Meras Crônicas – O começo da sua história com a poesia está muito ligada ao lugar onde você mora, ao bairro onde você cresceu. Como foi esse começo e de quais maneiras a região do São Raimundo influenciou seu olhar para poesia?

Bispo Filho – Eu sempre fui uma criança muito tímida e solitária, tenho uma solidão desde que eu me entendo por gente. Aqui em casa sempre foi uma casa de músicos. Meu avô era maestro e tinha aqui praticamente uma banda completa. Nós brincávamos muito com música e com os instrumentos musicais. Acredito que foi daí que surgiu meu interesse pela arte. Depois, no primário, a minha avó, Dona Hercília, que talvez tenha sido a primeira educadora dessa parte de cá do Rio Doce, me ensinou a ler com quatro anos. Assim que aprendi a ler, veio o contato com os livros de poesia do Manuel Bandeira, da Cecília Meirelles que tínhamos também, dentro de casa. Ela promovia o que na época era conhecido como Auditório, que nada mais era um recital de poesias feito por alunos. Então, desde muito criança desenvolvi esse gosto por poesia. Algumas eu sabia de cor. Além disso, tive contato com teatro também.
Aos dez anos, um amigo do bairro me chegou e disse: “Vamos escrever poesia?” Eu disse: “Ah, mas deve ser muito difícil.” Aí ele falou que não era difícil porque tinha um homem que escreveu “no meio do caminho tinha uma pedra, tinha uma pedra no meio do caminho” e todo mundo gostava. Então, eu comecei a escrever poesia com essa inocência, escrevia um texto desabafo, aquela poesia derramada. Era a fase da adolescência. Quando eu completei 17 anos, tinha um outro menino, o Roberto Lima, que também era do bairro. Ele já escrevia, tinha ido para Juiz de Fora e entrou em contato com um grupo de pessoas que publicava uma revista de muita qualidade chamada The Lira. Eram jovens entre 18 e 20 anos. O Roberto então se envolveu com esse grupo. Quando veio em Valadares, me chamou para publicar um livro em Juiz de Fora, porque lá tinha mais recursos. Então, aos 17 anos publiquei meu primeiro livro de poesias, o Colosso Ciclone. Eu tinha feito uma música e tinha colocado essa letra, O Roberto gostava dessa canção. Assim, resolvemos colocar esse nome no primeiro livro. Então essas interações influenciaram muito o meu olhar para a poesia. E também a própria paisagem, o Rio Doce passando no fundo de casa, o canoeiro andando pra lá e pra cá, a Ibituruna.

Meras Crônicas – E quando você começou, como era o cenário de literatura e poesia aqui na cidade?

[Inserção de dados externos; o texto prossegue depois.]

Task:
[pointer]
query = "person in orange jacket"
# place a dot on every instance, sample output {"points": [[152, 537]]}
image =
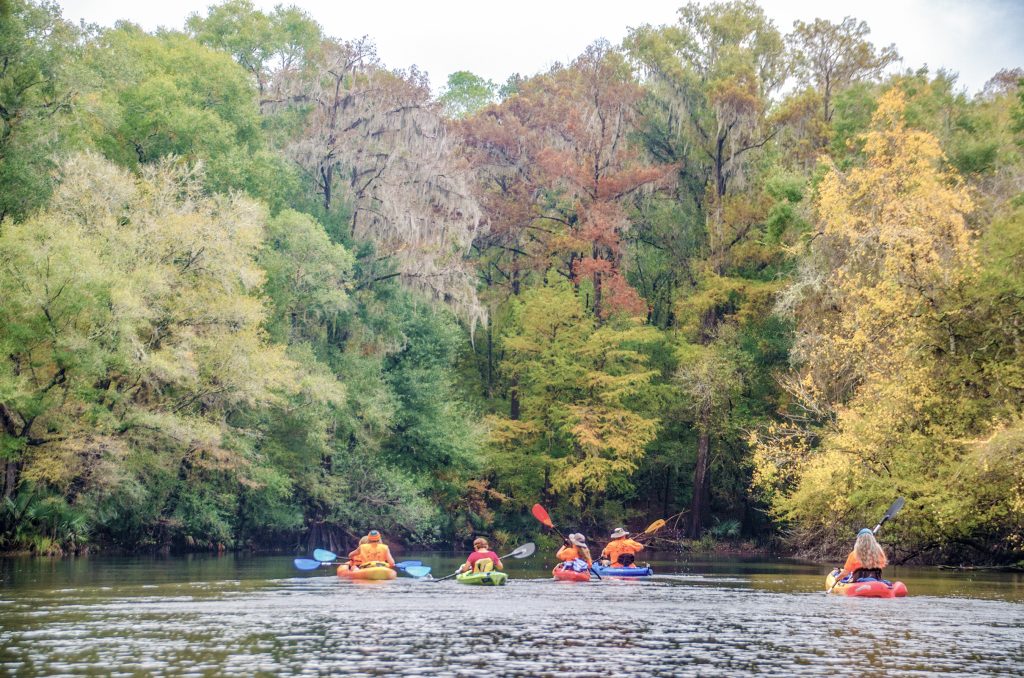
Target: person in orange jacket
{"points": [[621, 551], [574, 548], [372, 551], [866, 559]]}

Bispo Filho – No início dos anos de 1980, nós começamos na cidade de Governador Valadares um grupo literário, o Prata da Casa. Esse grupo era formado por Roberto Lima, Abel Costa, Marcos Pizano, Clemilda Cunha, Geraldo Magela e eu. Tínhamos o objetivo de estudar e discutir literatura, o que fizemos por um bom tempo. Depois, nós imaginamos que naquele contexto caberia aqui na cidade um movimento literário, isso era meados de 1982. Então, procuramos as mídias da cidade. Na época eram bem modestas, o Diário do Rio Doce era o principal veículo, e realizamos um trabalho de agregamento dos poetas da cidade. Aos sábados, nós nos reuníamos nas dependências do Colégio Interescolar para poder ampliar a discussão poética, com um grupo cada vez maior de pessoas. E surgiram algumas iniciativas como o Cantinho da Poesia, que era uma exibição de trabalhos poéticos durante todos os domingos, na praça Serra Lima. Houve também a confecção do folhetim semanal “Varal de Poesia” e, também, de um jornal chamado “Poetarte”. Com todas essas iniciativas acontecendo, nós fizemos na cidade o primeiro Concurso Nacional de Poesia. Foi um momento de muita eferverscência que serviu para divulgar o nosso trabalho, mas também abrir portas para outras pessoas publicarem, se tornarem protagonistas da literatura. O que começou isso foi a publicação do nosso livro aqui na cidade. E já havia um movimento em Juiz de Fora. Então, o Roberto Lima veio de lá, o que possibilitou que nós nos organizássemos, criando um grupo maior ainda, denominado “Comunidade Poética de Governador Valadares”. Tinha até uma abreviação muito feia, por sinal, COMPOVAL. Durou uns dez anos e perdeu o fôlego quando eu entrei na universidade e não tinha tempo para correr atrás de poetas e poesias. Mas, a exposição ficou preservada por um bom tempo. O Roberto Lima tinha ido para os Estados Unidos e eu acabei indo também mais tarde, em 1992.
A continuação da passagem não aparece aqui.